The impact of immunometabolism in cancer and inflammatory diseases

PI: Nicolas Larmonier & Maya Saleh

It is increasingly appreciated that both tumor cells and immune effector cells undergo significant cellular metabolic adaptations. In this project we are studying the impact of metabolites in the tumor microenvironment on modulation of anti-tumor immunity and tumor growth and progression

1. The role of the hexosamine biosynthetic pathway in anti-tumor immunity and autoimmunity. It is increasingly appreciated that both tumor cells and immune effector cells (e.g. T cells and macrophages) undergo significant cellular metabolic adaptations to promote energetically costly proliferation and effector functions. The prime example of such metabolic adaptation is the Warburg effect, in which tumor and immune cells preferentially switch their metabolism to aerobic glycolysis. Additional metabolic adaptations include augmented glutamine anaplerosis and alterations to the TCA cycle and electron transport chain, to name a few. The hexosamine biosynthetic pathway (HBP), which is an off branch of glysolysis and glutaminolysis has recently emerged as an important regulator of cancer and immunity. The endproduct of this pathway is protein glycosylation, in which UDP-GlcNAc is coupled to serine/threonine residues of target proteins by O-GlcNAc transferase (OGT). This aim include two separate projects in which we wish to explore the role of HBP in cancer and auto-immunity.

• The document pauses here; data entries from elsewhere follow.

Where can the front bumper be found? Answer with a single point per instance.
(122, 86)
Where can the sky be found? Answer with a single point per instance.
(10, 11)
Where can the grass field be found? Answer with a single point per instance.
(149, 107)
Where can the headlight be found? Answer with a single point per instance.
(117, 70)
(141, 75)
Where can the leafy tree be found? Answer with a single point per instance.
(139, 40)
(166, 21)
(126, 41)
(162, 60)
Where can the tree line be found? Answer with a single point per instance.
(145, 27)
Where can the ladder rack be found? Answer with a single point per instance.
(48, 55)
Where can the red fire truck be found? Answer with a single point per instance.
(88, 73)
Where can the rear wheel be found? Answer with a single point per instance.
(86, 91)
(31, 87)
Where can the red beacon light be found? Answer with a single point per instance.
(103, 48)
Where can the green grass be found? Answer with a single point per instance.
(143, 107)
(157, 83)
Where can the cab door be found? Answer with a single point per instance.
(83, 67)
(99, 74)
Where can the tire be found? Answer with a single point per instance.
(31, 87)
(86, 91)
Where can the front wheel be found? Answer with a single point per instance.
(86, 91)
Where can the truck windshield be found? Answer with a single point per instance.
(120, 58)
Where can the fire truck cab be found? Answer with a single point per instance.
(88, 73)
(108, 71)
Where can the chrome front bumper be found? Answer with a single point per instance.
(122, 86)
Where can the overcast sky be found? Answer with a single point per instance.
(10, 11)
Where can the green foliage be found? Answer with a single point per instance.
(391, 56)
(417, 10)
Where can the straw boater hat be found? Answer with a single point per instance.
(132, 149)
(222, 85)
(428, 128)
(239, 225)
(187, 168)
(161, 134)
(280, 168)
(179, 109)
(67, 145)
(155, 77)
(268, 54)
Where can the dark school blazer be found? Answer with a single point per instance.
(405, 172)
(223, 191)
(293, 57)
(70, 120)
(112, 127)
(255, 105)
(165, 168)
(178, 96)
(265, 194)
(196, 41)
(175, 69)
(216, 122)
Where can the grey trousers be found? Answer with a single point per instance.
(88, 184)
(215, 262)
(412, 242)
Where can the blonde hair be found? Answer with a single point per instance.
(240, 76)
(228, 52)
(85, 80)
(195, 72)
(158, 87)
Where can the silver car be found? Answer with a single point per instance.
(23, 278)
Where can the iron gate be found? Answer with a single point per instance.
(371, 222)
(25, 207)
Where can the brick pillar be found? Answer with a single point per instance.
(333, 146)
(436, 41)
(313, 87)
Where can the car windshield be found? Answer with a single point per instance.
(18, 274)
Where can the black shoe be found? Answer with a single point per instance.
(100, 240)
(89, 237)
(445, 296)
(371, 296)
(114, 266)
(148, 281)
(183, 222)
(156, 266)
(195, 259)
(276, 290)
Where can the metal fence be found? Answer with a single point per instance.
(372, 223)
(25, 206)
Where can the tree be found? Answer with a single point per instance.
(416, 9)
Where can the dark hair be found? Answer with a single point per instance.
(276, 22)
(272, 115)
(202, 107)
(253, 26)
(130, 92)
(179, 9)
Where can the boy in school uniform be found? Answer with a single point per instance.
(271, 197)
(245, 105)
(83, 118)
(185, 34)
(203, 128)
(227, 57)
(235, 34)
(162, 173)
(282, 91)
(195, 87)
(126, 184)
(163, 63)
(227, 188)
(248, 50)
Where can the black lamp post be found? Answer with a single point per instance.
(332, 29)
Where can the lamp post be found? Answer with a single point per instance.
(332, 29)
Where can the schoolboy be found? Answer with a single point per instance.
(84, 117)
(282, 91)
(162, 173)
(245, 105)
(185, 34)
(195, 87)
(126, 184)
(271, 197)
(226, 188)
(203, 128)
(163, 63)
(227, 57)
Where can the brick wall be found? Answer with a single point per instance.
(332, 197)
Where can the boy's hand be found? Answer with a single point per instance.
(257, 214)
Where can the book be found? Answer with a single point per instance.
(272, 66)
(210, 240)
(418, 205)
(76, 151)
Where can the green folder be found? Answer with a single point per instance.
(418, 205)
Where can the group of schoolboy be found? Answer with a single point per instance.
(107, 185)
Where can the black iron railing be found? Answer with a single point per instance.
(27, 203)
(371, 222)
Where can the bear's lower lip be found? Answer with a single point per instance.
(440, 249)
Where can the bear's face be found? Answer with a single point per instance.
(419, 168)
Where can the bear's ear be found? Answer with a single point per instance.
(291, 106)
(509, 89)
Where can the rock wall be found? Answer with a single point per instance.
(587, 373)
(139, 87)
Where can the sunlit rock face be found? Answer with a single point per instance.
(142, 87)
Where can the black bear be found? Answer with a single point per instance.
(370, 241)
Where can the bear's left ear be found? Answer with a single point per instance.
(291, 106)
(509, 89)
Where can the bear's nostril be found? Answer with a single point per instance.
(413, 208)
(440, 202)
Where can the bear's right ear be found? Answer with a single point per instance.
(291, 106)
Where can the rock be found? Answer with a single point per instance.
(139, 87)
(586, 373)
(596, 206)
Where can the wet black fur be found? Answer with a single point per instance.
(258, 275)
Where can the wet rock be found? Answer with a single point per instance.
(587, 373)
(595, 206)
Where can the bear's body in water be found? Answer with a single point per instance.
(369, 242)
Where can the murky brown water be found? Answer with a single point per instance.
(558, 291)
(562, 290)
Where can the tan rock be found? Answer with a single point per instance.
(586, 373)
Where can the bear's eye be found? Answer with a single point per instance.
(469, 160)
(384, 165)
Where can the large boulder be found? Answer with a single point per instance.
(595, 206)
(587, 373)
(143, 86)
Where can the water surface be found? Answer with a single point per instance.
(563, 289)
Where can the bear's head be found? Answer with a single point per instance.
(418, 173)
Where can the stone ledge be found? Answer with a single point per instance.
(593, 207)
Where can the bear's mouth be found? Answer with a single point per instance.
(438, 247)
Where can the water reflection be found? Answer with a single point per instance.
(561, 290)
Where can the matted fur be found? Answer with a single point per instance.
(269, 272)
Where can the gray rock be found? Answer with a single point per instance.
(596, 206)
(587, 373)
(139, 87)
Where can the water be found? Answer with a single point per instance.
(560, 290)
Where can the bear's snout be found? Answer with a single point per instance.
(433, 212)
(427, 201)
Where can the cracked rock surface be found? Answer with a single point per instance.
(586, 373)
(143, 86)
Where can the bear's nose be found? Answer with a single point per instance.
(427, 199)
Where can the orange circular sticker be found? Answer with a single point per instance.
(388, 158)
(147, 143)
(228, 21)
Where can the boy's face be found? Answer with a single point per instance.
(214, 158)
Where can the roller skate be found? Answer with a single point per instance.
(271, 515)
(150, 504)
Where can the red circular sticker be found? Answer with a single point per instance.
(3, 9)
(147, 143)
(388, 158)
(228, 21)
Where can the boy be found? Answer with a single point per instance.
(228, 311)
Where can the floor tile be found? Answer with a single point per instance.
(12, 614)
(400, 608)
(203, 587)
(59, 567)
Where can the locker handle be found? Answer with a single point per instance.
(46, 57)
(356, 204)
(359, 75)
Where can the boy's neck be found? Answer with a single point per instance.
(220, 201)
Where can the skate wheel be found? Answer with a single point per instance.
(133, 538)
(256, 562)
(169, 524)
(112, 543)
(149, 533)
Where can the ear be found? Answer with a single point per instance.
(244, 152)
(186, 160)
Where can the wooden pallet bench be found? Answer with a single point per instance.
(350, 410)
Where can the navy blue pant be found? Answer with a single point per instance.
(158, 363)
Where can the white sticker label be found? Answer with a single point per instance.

2. Impact of tumor acidosis on microglia phenotype and function in glioblastoma. A critical outcome of tumor cells metabolic shift to glycolysis is the significant release of lactate in the tumor microenvironment. We hypothesize that lactate uptake or signaling in immune cells of the tumor microenvironment suppresses their anti-tumor activity, as a tumor immune escape strategy. We will test this hypothesis in GBM and explore the specific impact of lactate on microglia and infiltrating TAMs.